Poor underwriting works more than 85% of the time, when the market is rising. In fact, it is so easy, even a caveman could do it. Mistakes are masked, ignorance forgiven and laziness is concealed….until the market changes and all these errors are not only exposed, but magnified.
If that’s true, then what market are good underwriters underwriting for?
High level underwriters understand that markets do not continue to rise forever. At some point there will be a sea change. Perhaps that change will be a small drop, or perhaps something more dramatic. Whichever way it goes, the best underwriters underwrite deals today for tomorrow’s eventual anemic conditions.
Poor markets are likely the only market that will ever test your underwriting, your disciplines and your character.
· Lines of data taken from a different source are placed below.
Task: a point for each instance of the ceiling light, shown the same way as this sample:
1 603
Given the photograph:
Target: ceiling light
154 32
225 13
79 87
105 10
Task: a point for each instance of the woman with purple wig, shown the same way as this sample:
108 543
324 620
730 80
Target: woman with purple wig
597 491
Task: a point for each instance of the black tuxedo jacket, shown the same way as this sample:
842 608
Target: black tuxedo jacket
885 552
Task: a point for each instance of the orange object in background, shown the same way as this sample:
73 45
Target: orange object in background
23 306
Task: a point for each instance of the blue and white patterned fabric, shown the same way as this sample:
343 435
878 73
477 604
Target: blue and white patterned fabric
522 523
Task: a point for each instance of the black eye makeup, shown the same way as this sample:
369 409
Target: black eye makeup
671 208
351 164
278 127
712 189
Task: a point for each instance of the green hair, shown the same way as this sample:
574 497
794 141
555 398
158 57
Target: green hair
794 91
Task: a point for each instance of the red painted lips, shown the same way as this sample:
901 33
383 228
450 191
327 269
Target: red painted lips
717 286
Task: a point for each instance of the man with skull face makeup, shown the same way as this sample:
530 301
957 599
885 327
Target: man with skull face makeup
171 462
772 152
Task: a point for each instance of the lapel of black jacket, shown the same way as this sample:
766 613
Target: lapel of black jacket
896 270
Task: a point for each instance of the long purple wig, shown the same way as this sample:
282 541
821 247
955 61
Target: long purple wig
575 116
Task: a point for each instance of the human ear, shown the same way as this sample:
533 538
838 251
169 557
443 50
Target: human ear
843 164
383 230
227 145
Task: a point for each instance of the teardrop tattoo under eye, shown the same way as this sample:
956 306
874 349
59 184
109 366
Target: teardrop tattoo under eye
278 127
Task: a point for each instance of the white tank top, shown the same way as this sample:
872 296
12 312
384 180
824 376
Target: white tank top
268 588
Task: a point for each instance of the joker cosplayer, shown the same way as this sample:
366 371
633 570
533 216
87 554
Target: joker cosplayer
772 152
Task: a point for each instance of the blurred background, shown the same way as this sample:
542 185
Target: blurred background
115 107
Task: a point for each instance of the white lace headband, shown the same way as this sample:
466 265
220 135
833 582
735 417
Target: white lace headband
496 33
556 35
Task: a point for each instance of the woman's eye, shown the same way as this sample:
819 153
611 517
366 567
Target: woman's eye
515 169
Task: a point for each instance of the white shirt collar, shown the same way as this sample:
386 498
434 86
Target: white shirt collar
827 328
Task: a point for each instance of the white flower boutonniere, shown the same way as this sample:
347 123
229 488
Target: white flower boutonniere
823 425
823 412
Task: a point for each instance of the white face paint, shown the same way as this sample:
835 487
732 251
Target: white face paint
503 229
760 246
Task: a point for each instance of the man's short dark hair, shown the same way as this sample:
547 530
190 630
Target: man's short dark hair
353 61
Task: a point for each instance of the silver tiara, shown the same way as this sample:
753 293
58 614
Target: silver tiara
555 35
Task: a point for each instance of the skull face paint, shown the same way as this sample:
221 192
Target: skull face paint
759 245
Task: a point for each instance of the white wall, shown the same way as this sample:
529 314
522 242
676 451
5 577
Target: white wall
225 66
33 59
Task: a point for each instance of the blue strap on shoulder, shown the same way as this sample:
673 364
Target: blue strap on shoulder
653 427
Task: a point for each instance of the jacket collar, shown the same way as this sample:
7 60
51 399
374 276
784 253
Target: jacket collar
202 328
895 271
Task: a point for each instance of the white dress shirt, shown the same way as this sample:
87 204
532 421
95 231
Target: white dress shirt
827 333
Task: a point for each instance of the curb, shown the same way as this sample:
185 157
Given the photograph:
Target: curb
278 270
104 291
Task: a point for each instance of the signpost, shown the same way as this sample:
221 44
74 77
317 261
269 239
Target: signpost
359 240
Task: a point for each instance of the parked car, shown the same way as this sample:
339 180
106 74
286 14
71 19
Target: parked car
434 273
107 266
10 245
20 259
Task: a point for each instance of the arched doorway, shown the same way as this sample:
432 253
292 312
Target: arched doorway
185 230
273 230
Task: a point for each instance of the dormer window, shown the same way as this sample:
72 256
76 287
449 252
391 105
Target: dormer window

From 1992-2007 (19 years and over 1,000 loans), after the formation of our first fund, our firm foreclosed on and took control of less than a handful of properties (maybe five). From 2008-2011 (the real test of underwriting) it was probably five times that many. We were tested.
Classic Lessons from the “Professor of Tough Markets”
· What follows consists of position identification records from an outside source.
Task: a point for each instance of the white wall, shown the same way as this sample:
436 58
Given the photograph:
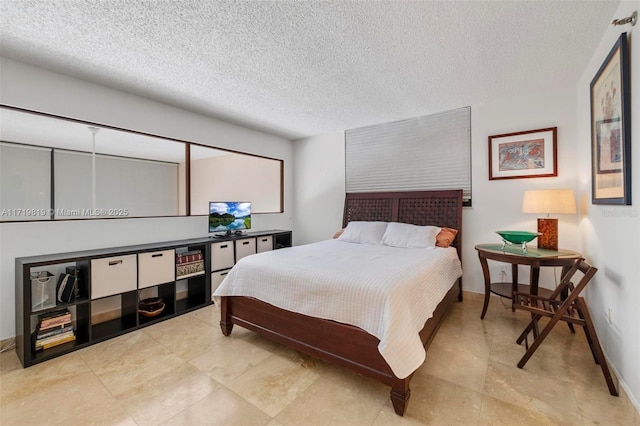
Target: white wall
611 234
37 89
319 187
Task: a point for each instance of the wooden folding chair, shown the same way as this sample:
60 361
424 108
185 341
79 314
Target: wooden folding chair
564 304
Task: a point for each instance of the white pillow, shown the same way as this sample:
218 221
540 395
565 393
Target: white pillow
364 232
406 235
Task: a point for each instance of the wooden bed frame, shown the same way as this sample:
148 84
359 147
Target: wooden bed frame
343 344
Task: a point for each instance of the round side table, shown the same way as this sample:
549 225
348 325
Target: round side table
534 257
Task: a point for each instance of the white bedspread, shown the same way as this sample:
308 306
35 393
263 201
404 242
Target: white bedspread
389 292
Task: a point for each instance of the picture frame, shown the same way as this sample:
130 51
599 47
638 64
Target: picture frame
611 128
527 154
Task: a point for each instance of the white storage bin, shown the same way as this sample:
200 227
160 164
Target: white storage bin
264 243
113 275
43 290
155 268
217 278
245 247
222 256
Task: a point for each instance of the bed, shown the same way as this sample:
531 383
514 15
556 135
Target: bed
342 343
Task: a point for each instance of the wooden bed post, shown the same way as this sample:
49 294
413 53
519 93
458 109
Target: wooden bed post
400 394
225 316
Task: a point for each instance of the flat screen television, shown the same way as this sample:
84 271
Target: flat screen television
229 217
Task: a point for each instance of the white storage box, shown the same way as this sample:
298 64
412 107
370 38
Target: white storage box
222 255
113 275
245 247
156 268
43 290
265 244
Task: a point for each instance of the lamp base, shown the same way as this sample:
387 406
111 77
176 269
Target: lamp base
549 230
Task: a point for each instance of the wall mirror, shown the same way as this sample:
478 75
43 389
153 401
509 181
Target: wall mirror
58 168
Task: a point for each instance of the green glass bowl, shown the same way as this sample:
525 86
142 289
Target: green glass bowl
517 237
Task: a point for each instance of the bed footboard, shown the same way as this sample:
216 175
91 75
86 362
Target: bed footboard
337 343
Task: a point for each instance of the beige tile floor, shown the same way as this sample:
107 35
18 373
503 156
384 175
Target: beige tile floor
184 372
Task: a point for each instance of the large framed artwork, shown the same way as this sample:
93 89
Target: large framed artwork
611 129
528 154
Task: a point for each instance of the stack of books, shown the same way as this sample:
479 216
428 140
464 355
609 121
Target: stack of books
54 328
189 263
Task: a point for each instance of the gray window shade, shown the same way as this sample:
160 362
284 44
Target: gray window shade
423 153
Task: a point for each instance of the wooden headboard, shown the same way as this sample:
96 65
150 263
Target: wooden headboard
437 208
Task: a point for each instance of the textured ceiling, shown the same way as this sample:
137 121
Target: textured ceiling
297 68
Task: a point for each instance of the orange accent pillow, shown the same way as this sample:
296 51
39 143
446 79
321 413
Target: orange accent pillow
446 237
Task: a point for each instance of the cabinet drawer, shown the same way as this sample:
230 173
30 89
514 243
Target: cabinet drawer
245 247
113 275
265 243
222 255
156 267
216 279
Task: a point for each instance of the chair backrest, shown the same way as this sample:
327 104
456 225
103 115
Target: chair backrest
567 286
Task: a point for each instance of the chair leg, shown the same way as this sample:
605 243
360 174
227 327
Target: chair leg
593 338
578 306
540 337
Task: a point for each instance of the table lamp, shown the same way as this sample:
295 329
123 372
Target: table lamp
549 201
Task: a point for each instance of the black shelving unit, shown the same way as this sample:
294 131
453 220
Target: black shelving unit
83 308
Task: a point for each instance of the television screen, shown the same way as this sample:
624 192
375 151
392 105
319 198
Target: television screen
229 217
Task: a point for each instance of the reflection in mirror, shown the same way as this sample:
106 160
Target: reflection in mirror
58 168
218 175
52 168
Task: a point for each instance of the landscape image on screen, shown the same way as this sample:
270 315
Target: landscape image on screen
229 216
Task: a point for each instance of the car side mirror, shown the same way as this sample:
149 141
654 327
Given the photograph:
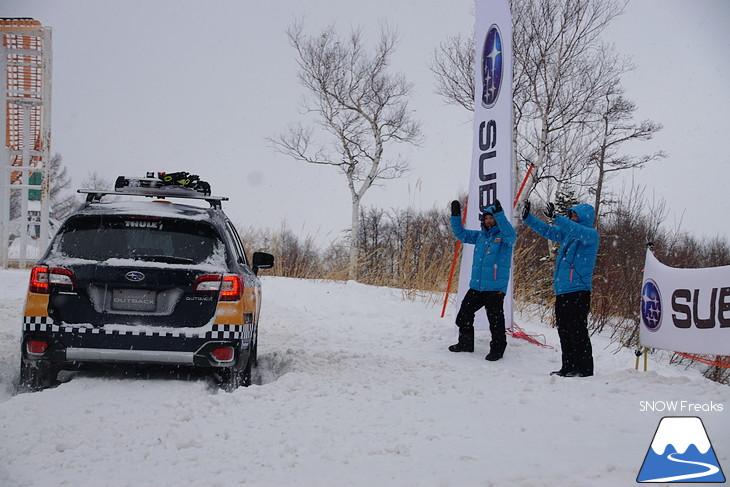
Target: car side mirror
262 260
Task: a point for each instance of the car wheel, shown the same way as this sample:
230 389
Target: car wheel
36 377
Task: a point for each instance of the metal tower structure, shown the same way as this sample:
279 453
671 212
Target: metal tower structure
25 128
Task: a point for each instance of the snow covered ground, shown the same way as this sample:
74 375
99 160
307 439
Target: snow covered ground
355 387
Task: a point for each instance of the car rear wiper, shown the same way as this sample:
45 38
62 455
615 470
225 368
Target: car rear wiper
168 259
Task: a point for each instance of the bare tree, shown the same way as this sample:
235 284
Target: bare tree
62 203
360 108
452 65
563 68
614 128
560 69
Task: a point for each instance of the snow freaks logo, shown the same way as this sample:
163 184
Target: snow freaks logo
680 452
492 67
651 305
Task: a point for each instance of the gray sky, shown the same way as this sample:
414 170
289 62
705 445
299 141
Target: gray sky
143 85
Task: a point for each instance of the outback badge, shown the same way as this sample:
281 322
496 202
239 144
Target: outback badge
134 276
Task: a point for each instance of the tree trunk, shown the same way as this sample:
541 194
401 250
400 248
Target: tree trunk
354 232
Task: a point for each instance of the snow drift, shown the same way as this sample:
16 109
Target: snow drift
354 387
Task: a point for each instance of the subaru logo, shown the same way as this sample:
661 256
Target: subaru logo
134 276
651 306
492 67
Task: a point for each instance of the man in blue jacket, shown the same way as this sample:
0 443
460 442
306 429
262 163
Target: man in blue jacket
572 281
490 272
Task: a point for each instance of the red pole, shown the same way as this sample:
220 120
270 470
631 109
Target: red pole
453 263
524 181
458 244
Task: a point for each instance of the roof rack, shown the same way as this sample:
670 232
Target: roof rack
95 195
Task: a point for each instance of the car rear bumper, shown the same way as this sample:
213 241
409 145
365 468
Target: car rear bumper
70 345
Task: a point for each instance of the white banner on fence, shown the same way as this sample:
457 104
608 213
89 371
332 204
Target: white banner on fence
685 310
491 169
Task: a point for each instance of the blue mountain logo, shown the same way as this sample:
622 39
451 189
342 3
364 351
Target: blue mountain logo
681 452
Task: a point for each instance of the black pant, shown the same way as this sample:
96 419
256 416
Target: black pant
493 301
571 316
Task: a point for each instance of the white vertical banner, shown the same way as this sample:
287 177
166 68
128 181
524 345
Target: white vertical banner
491 175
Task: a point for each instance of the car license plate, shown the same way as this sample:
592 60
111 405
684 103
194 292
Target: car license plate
134 300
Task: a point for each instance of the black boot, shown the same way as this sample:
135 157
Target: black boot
494 355
466 340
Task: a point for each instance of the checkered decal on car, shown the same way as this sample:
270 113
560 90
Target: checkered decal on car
216 332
Choose your leverage levels prudently. It is important to watch leverage levels and location when everything feels good and seems to work, so you avoid the harsh financial hangover of tomorrow.
Choose your locations wisely. Some locations are better able to weather a downdraft than others.
Choose your sponsors carefully. Some sponsors will work with a lender during difficult markets, some sponsors will compound the problem.
Don’t slack on these disciplines now, and when the winter comes, which it always does, you’ll reap the rewards of peer leading performance and extensive investor confidence. You will then rise to the status of “Proven”, a title few ever achieve.